Louis Davids: Volgens anderen

Uit TheaterEncyclopedie
Ga naar: navigatie, zoeken

Logo eenlevenlangtheater2.jpg

Louis Davids, 1935. Foto: Godfried de Groot. Collectie TIN.


Eenlevenlangtheater Louis Davids:


Citaten over Louis Davids

Vakgenoten van Louis Davids hebben zich in de loop der tijd in de media uitgelaten over hun visie op Davids' talenten en niet altijd gemakkelijke karakter.

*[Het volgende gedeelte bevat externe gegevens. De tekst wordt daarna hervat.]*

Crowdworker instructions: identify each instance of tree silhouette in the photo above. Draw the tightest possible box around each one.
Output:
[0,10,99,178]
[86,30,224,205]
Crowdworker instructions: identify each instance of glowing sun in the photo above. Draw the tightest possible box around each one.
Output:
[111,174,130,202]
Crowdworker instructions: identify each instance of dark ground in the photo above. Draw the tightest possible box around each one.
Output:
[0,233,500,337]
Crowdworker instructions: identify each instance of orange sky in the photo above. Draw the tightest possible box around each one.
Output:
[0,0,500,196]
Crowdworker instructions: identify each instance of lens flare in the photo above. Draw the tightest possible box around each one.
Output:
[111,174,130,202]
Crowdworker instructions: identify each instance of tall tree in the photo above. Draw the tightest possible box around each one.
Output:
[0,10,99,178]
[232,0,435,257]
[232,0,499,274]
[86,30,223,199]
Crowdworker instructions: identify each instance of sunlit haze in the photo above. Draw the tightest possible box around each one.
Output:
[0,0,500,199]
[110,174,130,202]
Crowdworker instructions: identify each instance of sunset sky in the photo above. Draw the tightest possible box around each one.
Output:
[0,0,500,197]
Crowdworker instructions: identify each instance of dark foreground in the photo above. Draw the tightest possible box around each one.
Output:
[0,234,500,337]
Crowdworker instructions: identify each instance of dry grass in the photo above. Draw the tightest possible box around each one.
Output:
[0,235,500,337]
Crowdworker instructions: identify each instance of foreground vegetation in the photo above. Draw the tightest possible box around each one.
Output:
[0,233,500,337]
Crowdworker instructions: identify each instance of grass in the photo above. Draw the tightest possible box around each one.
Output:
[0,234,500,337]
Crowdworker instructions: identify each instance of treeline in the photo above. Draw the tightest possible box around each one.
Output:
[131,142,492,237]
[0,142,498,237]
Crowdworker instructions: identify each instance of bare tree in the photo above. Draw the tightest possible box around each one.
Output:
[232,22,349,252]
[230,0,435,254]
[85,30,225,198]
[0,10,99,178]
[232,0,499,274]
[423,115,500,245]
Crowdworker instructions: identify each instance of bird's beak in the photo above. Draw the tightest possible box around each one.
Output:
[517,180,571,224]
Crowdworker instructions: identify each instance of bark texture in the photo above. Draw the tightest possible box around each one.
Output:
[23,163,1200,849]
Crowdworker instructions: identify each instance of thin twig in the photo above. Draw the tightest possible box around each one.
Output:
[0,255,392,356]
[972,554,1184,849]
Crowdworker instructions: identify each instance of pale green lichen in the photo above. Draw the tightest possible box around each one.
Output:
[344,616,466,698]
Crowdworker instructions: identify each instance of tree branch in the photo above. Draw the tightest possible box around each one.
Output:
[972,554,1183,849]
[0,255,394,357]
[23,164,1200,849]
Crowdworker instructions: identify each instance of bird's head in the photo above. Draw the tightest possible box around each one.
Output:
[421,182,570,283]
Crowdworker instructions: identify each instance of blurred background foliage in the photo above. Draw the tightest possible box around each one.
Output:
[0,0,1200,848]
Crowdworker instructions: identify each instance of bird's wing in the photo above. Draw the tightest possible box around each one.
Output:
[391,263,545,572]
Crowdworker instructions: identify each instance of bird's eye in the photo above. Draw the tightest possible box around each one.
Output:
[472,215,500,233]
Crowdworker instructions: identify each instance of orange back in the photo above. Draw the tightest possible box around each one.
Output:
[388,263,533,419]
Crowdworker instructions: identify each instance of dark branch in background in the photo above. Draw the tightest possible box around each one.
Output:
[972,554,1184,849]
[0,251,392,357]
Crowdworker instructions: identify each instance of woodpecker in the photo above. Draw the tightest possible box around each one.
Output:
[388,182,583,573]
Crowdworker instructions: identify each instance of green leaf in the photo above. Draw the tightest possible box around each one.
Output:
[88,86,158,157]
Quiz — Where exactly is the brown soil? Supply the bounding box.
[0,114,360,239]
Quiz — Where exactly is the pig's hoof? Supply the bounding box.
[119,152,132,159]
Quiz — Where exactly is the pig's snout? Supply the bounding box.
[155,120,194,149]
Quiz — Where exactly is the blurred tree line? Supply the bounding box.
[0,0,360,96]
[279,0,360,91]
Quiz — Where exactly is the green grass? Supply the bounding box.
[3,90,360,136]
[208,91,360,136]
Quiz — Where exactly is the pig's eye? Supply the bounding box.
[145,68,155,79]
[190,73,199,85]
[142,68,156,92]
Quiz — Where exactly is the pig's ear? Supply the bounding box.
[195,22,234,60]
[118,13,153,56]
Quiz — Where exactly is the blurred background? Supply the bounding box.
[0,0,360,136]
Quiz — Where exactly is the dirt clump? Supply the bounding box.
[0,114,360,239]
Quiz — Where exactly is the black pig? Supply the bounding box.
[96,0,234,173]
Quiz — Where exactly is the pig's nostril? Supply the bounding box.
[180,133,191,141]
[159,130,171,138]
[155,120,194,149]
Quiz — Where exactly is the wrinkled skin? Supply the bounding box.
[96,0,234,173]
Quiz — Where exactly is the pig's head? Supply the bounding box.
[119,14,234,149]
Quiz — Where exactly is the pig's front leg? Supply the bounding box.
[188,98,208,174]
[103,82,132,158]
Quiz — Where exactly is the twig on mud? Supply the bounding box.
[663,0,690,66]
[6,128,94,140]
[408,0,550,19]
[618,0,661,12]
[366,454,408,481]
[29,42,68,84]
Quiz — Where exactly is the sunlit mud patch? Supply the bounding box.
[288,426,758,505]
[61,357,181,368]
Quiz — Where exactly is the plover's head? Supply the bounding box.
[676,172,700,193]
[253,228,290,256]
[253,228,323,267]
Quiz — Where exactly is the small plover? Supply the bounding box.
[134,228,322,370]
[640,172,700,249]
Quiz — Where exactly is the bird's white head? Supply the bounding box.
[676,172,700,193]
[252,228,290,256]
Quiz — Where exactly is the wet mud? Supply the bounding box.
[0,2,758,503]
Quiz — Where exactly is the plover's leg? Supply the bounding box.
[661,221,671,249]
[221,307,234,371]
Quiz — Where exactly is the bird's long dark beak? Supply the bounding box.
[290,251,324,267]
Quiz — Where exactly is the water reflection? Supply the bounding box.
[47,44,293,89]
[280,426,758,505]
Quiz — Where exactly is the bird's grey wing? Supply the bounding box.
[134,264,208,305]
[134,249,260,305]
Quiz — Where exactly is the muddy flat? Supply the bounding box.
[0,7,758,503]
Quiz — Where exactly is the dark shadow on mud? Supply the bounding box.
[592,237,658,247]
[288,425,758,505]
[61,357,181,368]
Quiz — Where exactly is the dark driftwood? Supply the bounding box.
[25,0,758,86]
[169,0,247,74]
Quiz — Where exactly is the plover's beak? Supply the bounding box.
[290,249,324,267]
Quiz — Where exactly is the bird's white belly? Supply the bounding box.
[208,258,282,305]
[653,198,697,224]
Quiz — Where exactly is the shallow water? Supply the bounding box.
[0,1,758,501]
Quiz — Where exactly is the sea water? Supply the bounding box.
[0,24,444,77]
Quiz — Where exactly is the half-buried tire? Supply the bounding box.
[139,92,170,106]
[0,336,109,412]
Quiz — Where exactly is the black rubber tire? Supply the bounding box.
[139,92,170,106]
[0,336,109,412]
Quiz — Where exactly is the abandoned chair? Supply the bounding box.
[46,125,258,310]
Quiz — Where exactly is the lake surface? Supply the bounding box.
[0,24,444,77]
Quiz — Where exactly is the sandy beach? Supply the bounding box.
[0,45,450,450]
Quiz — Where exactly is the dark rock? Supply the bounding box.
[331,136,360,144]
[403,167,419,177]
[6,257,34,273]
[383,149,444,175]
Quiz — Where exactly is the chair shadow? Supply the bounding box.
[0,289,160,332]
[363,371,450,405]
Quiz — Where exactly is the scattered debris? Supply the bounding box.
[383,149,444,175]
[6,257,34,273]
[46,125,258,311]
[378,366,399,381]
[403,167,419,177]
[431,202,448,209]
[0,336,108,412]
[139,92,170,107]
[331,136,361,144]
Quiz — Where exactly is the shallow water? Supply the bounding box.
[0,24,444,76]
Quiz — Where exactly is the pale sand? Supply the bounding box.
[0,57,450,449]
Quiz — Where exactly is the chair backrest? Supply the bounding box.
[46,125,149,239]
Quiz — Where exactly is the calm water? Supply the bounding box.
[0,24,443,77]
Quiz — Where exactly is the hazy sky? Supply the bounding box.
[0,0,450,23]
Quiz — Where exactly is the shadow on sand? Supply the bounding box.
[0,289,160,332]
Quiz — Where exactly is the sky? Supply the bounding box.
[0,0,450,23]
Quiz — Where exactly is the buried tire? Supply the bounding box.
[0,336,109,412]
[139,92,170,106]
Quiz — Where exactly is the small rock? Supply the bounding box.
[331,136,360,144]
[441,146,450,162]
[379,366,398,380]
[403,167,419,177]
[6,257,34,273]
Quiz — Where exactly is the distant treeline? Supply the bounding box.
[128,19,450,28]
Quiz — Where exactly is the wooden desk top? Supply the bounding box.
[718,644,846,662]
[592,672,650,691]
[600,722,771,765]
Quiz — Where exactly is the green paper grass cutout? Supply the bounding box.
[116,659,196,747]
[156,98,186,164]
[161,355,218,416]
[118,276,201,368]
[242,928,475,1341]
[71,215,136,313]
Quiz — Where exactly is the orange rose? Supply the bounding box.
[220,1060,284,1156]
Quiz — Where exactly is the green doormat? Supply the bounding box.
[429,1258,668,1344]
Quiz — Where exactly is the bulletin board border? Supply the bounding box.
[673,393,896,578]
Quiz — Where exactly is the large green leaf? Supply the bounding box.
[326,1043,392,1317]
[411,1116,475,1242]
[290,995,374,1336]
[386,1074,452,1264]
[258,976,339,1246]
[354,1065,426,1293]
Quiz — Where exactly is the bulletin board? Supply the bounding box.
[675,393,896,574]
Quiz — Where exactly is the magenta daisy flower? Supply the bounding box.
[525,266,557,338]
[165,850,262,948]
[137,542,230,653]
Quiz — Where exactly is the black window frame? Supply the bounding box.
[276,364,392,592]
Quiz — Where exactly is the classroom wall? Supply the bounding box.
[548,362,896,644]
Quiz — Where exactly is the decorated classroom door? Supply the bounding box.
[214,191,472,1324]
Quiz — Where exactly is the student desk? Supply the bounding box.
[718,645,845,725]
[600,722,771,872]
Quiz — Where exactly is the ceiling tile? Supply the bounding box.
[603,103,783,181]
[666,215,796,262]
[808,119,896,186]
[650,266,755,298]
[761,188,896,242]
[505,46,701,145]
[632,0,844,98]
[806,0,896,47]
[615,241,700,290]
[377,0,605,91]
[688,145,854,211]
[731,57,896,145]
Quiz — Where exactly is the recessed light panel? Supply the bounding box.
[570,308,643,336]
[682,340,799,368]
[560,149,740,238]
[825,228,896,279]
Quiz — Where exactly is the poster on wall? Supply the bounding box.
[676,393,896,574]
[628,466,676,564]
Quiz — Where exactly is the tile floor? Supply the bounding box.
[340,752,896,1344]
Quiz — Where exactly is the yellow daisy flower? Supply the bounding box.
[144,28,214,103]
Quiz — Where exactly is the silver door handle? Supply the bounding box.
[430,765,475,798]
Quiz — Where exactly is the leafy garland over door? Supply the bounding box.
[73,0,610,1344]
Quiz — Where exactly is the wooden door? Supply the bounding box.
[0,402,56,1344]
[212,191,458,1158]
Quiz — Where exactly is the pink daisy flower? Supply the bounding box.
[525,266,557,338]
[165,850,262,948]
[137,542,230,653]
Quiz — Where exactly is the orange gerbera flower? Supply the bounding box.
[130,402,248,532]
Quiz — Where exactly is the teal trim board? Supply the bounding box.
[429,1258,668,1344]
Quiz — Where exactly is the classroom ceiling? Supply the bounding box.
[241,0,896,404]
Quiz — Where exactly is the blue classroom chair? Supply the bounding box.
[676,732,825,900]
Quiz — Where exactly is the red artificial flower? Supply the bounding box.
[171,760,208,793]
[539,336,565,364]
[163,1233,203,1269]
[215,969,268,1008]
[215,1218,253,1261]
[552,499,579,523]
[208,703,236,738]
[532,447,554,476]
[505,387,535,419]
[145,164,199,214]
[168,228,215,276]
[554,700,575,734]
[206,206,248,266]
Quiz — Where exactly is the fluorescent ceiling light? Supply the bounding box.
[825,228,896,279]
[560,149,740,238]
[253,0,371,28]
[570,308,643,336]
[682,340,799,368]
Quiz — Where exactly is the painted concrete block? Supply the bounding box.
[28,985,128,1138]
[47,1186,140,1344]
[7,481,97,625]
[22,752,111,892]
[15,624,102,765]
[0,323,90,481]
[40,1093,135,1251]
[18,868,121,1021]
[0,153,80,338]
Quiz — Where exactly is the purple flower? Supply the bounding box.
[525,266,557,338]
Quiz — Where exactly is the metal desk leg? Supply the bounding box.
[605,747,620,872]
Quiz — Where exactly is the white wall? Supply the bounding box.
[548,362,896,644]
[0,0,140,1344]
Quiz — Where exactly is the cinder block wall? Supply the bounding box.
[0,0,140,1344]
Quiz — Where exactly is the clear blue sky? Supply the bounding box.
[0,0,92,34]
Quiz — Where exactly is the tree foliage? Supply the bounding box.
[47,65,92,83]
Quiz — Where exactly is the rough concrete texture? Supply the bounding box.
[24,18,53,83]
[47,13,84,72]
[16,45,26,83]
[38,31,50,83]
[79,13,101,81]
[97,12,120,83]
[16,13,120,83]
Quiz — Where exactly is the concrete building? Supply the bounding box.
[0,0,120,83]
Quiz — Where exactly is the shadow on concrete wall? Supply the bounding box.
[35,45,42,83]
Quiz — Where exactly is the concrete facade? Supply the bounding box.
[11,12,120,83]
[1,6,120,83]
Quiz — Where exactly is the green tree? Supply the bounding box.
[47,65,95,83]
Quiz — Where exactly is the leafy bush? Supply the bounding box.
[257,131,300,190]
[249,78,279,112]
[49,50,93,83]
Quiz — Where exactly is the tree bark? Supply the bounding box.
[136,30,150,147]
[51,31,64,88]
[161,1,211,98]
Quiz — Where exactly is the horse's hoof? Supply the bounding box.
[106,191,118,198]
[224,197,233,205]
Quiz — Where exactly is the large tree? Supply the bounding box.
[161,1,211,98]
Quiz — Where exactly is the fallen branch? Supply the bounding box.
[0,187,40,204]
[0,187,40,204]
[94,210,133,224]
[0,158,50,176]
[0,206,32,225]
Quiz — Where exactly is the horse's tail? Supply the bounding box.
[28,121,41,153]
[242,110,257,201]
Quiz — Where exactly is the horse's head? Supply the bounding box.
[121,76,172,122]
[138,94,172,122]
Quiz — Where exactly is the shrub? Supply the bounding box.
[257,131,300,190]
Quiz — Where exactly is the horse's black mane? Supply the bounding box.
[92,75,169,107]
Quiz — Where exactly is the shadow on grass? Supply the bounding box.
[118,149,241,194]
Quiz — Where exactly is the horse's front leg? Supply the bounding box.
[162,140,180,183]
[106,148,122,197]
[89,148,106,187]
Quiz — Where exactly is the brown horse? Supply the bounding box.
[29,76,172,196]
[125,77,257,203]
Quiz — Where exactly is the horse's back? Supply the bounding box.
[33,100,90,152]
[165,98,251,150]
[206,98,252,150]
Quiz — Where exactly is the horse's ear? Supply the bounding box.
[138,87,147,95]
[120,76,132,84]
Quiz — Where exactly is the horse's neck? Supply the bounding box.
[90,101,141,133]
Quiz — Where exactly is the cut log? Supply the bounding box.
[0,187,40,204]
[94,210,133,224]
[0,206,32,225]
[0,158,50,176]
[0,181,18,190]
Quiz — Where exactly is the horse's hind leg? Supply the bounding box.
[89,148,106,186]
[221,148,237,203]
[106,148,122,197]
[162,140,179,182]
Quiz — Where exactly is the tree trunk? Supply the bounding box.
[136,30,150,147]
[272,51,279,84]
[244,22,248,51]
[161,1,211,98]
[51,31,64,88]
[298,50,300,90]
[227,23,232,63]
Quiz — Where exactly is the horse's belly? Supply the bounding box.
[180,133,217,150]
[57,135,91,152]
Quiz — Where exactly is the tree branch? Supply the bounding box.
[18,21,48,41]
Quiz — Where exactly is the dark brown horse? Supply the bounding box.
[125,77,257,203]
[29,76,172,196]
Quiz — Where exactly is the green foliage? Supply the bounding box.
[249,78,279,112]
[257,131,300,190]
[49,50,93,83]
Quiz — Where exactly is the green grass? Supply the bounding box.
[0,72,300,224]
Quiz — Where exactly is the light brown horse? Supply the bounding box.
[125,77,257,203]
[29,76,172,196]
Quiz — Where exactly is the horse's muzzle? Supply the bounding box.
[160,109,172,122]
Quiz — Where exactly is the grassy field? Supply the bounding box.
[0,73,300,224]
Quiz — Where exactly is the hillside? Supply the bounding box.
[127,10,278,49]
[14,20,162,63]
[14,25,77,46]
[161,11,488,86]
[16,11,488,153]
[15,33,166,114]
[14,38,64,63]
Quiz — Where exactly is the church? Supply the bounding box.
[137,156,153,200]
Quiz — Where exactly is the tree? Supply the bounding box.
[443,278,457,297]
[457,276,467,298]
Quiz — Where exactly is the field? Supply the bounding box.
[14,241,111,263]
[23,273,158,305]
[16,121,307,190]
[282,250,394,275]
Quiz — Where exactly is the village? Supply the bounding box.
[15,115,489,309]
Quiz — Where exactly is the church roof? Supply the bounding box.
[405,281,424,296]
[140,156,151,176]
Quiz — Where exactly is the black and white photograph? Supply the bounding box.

Hun blik biedt vaak een net iets andere invalshoek.

Hieronder vindt u enkele veelzeggende citaten, o.a. van Sylvain Poons, Heintje Davids, en Jacques van Tol, die met hem samenwerkten.

Van lach tot lach 159358.jpg Groepsportret van Louis Davids met Jacques van Tol en Frits Stapper gemaakt bij de revue t Is voor de bakker 111621.jpg

Links: Sylvain Poons en Louis Davids in de revue Van lach tot lach, 1934. Foto: N.V. Fotobureaux. Rechts: Groepsportret van Louis Davids met Jacques van Tol en Frits Stapper gemaakt bij de revue 't Is voor de bakker, 1930. Foto: Willem Coret. Collectie TIN.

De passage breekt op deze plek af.